Chinese funeral homes and hospitals ‘extremely busy’ as Covid-19 spreads rapidly

‘I’ve been doing this job for 30 years and this is the busiest I have ever known it’ said a paramedic at a major hospital
CHINA-HEALTH-VIRUS
AFP via Getty Images
Lydia Chantler-Hicks28 December 2022

Chinese hospitals and funeral homes are facing intense pressure amid a surging wave of Covid-19 - as China’s rapid scrapping of Covid rules appears to have overwhelmed its health system.

In an abrupt change of policy, this month China began dismantling the world’s strictest Covid regime of lockdowns and extensive testing, putting its battered economy on course for a complete re-opening next year.

The lifting of restrictions - which came after widespread protests against them - means Covid is spreading largely unchecked and likely infecting millions of people a day, according to some international health experts.

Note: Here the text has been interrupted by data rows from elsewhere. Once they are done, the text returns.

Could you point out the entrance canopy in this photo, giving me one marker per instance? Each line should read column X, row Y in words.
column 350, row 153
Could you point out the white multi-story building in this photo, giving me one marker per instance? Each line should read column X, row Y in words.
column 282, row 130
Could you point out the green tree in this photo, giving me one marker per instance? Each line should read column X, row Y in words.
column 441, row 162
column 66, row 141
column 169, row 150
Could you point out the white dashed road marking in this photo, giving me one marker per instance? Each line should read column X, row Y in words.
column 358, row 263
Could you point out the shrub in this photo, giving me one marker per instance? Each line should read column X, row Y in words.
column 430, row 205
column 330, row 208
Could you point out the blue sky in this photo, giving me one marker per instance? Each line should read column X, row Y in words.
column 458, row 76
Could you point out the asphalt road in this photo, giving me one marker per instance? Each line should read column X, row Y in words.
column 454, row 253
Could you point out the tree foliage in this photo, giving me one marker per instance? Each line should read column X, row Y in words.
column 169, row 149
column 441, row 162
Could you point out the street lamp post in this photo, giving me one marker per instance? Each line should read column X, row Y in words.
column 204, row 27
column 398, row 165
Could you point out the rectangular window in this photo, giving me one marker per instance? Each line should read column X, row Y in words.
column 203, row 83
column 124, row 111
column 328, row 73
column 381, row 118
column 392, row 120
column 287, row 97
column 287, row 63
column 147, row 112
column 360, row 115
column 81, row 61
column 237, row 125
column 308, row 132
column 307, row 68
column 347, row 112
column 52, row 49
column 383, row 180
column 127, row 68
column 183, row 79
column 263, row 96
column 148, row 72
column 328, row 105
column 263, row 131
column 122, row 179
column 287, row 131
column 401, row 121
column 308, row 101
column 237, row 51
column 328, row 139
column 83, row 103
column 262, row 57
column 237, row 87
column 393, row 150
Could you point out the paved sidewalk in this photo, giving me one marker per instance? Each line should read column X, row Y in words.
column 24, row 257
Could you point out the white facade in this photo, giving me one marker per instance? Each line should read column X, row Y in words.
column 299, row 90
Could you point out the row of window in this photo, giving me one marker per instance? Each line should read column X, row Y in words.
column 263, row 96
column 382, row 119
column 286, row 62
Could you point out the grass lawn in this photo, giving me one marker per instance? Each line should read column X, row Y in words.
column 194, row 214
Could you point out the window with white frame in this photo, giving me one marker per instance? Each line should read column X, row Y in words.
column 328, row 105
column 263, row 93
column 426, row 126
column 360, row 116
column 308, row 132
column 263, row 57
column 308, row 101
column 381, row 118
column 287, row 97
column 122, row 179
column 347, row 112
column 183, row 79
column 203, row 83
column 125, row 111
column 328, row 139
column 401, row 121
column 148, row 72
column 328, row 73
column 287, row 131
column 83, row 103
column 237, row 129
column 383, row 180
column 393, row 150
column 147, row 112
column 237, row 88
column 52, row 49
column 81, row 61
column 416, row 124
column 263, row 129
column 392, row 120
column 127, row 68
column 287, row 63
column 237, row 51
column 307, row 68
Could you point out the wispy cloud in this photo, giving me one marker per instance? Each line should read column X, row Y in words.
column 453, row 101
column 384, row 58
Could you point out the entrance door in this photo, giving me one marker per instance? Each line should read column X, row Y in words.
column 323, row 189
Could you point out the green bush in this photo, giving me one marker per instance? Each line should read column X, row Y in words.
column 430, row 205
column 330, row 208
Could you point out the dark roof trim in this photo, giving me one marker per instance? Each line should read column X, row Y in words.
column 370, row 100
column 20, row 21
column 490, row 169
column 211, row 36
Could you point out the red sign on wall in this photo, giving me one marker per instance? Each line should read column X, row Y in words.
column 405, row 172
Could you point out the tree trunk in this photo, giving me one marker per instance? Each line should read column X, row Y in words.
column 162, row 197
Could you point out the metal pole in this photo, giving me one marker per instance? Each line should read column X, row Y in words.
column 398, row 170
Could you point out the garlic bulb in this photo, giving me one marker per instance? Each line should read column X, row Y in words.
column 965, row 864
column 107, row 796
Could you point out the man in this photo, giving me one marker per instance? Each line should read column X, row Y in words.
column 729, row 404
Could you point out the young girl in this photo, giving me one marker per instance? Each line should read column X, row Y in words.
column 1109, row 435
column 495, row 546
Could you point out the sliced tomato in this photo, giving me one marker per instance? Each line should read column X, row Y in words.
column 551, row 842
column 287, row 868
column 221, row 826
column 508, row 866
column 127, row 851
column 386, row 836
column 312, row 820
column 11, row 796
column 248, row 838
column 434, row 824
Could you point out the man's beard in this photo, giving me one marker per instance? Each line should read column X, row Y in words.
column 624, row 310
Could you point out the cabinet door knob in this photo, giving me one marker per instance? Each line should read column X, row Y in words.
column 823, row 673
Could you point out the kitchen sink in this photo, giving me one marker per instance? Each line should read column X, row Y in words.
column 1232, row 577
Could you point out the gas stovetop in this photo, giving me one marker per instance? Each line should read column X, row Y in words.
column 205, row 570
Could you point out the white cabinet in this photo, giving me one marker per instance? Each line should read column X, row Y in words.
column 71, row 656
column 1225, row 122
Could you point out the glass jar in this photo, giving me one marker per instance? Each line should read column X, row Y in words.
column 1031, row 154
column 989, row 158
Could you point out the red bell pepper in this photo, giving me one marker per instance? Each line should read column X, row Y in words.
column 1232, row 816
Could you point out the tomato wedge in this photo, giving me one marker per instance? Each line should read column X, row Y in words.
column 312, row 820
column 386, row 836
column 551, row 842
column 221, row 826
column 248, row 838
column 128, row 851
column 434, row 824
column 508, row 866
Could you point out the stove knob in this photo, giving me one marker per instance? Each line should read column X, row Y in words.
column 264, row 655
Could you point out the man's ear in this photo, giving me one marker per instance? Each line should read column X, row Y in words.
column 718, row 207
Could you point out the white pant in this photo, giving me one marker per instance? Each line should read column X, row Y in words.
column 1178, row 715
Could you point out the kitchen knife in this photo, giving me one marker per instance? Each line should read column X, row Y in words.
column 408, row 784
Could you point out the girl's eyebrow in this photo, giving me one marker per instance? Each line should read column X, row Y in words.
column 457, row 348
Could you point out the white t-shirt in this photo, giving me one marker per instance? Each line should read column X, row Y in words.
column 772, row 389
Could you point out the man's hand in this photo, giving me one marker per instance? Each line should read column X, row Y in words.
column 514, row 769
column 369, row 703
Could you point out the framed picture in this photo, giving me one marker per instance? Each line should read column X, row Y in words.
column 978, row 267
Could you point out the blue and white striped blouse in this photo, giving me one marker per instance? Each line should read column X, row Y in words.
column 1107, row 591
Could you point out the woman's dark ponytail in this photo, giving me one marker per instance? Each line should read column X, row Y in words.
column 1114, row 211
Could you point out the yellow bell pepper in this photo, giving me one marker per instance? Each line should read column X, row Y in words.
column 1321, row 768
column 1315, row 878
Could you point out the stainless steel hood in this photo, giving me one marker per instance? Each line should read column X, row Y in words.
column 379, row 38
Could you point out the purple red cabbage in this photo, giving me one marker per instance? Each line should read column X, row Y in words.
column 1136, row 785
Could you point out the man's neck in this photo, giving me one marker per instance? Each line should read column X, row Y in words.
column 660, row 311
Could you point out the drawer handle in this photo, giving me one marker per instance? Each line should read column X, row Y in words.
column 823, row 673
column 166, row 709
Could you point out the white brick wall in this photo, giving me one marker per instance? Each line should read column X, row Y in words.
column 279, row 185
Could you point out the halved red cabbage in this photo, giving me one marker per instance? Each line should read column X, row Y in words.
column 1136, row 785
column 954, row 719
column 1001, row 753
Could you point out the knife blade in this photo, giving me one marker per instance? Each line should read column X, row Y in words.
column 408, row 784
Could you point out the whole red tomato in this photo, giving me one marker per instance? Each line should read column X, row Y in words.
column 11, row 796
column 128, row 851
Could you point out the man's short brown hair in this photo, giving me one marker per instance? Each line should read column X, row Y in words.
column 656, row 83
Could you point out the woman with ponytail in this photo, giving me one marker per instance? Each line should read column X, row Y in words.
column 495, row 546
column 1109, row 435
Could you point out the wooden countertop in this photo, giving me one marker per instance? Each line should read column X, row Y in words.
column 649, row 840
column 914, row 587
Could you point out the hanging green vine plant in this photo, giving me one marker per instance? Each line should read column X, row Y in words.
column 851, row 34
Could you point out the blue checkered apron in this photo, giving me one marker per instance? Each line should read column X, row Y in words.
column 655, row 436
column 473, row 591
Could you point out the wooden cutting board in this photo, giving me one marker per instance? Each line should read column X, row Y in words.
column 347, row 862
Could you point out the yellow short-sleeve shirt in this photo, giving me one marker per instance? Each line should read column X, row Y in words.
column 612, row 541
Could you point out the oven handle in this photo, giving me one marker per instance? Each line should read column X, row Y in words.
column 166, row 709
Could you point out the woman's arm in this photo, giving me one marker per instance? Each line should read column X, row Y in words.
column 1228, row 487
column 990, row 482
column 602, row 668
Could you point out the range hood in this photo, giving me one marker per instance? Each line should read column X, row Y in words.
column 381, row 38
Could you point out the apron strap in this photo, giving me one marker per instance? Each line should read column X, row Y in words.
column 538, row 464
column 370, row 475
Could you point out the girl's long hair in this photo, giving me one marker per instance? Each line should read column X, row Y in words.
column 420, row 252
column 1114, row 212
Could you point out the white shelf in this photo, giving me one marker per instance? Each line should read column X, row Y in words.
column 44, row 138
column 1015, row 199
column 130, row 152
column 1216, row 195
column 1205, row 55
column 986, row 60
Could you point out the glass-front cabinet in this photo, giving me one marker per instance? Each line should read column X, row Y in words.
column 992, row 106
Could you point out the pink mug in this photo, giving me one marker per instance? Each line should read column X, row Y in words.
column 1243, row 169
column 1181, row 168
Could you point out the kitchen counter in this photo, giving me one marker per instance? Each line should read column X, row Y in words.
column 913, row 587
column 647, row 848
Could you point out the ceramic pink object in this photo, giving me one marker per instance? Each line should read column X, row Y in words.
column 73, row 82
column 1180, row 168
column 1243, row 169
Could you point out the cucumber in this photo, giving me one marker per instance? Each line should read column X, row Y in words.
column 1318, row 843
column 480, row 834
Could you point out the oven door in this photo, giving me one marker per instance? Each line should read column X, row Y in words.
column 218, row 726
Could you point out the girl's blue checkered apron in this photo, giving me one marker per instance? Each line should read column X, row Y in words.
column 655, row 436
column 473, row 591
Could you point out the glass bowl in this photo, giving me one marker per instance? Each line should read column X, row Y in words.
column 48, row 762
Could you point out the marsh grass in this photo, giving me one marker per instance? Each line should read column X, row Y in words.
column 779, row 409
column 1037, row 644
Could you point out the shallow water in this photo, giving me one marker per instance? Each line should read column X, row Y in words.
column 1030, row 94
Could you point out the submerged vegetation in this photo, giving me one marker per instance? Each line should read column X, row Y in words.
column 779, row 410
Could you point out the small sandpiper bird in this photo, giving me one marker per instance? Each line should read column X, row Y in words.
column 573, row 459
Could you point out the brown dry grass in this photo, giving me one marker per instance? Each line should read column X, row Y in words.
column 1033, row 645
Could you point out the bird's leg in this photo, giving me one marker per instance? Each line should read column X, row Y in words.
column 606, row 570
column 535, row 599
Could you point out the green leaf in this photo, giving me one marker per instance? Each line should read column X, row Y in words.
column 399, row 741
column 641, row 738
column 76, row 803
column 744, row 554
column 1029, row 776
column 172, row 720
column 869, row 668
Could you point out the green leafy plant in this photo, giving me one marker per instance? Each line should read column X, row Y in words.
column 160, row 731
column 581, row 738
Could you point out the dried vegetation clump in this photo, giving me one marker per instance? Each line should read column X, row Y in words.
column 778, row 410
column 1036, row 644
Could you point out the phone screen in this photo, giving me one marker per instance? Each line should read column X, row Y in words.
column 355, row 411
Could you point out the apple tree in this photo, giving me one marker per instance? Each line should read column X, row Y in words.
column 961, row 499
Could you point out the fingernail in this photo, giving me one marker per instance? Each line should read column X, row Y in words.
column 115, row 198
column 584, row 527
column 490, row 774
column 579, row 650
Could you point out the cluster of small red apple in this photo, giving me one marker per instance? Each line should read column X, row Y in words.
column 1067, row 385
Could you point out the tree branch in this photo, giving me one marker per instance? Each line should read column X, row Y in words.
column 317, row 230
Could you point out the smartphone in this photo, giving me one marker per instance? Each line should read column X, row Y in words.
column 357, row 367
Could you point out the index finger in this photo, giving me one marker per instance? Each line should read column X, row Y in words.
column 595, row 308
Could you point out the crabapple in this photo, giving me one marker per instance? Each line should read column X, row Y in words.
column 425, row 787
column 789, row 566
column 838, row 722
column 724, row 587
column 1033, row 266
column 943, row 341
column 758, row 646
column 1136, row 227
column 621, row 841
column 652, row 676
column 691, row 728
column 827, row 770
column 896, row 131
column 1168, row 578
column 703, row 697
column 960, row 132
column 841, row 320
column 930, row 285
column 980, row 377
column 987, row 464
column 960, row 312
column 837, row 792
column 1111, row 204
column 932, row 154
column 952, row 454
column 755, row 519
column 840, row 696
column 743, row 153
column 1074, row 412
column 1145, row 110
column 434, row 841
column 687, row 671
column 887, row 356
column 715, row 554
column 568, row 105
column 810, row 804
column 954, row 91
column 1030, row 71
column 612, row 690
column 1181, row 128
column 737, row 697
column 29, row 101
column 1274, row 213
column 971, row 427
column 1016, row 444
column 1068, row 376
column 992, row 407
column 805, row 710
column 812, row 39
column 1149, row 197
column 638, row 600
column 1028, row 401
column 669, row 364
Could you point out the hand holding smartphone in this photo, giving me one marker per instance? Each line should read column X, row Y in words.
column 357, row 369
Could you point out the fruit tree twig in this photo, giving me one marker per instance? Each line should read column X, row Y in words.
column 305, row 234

China reported just three new Covid-related deaths for Tuesday, up from one for Monday - numbers inconsistent with what funeral parlours are reporting, as well as with the experience of much less populous countries after they re-opened.

Long queue outside Jinan Funeral Home amid the COVID-19 outbreak in Jinan, Shandong
A long queue outside Jinan Funeral Home amid the COVID-19 outbreak in Jinan, Shandong
via REUTERS

Car parks around the Dongjiao funeral home, one of the biggest in Chengdu, were full on Tuesday evening. Funeral processions were constant as smoke billowed from the crematorium.

“We have to do this about 200 times a day now,” one funeral worker told news agency Reuters.

“We are so busy we don’t even have time to eat. This has been the case since the opening up. Before it was around 30-50 a day.”

“Many have died from Covid,” said another worker.

Staff were equally busy at another Chengdu crematorium, privately-owned Nanling.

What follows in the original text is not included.